A Clever Trial and a Clear Signal

The design of the PROHEAR study was particularly elegant. Using a 'split-body' protocol, each of the 40 male patients served as their own control. One ear received the ACOU085 injection, while the other received a placebo. This intra-patient comparison is a powerful method for filtering out individual variability and getting a clear signal of a drug's effect. The results, according to the company, showed a clinically meaningful prevention of hearing threshold increases in the ears treated with ACOU085 compared to those that received the placebo.

“Today represents an exciting advancement for cancer patients at risk of cisplatin-induced hearing loss,” said Tim Boelke, M.D., CEO & CMO of Acousia Therapeutics. “Our novel drug candidate has the potential to prevent permanent inner ear damage commonly seen after cisplatin-based chemotherapy.”

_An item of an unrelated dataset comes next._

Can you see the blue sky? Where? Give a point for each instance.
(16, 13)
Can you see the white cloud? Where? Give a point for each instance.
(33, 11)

The company plans to submit the full data for publication in a peer-reviewed journal, which will provide the scientific community with a more granular look at the safety and efficacy profile. In the meantime, the top-line results are a powerful validation for the small clinical-stage company.

The Road Ahead

For Acousia, these results are a pivotal moment, transforming a scientific hypothesis into a viable clinical asset. The next steps are crucial. The company will be attending the BIO International Convention in San Diego later this month, a key venue for biotech firms to forge the strategic partnerships necessary to fund and execute larger, more definitive Phase 3 trials—the final step before seeking regulatory approval.

The potential market is substantial. Over 500,000 patients worldwide receive cisplatin annually. A successful otoprotective agent would not only improve the lives of countless cancer survivors but also create a new multi-billion dollar market in pharmacological hearing preservation, shifting the focus from hearing aids to biological intervention.

The successful validation of the Kv7.4 channel as a therapeutic target may also have implications far beyond oncology, potentially opening doors for treating other forms of hearing loss, including age-related decline. While the road to regulatory approval is long and fraught with challenges, these results mark a critical step forward, offering the promise that in the future, the sound of a cancer cure may no longer be silence.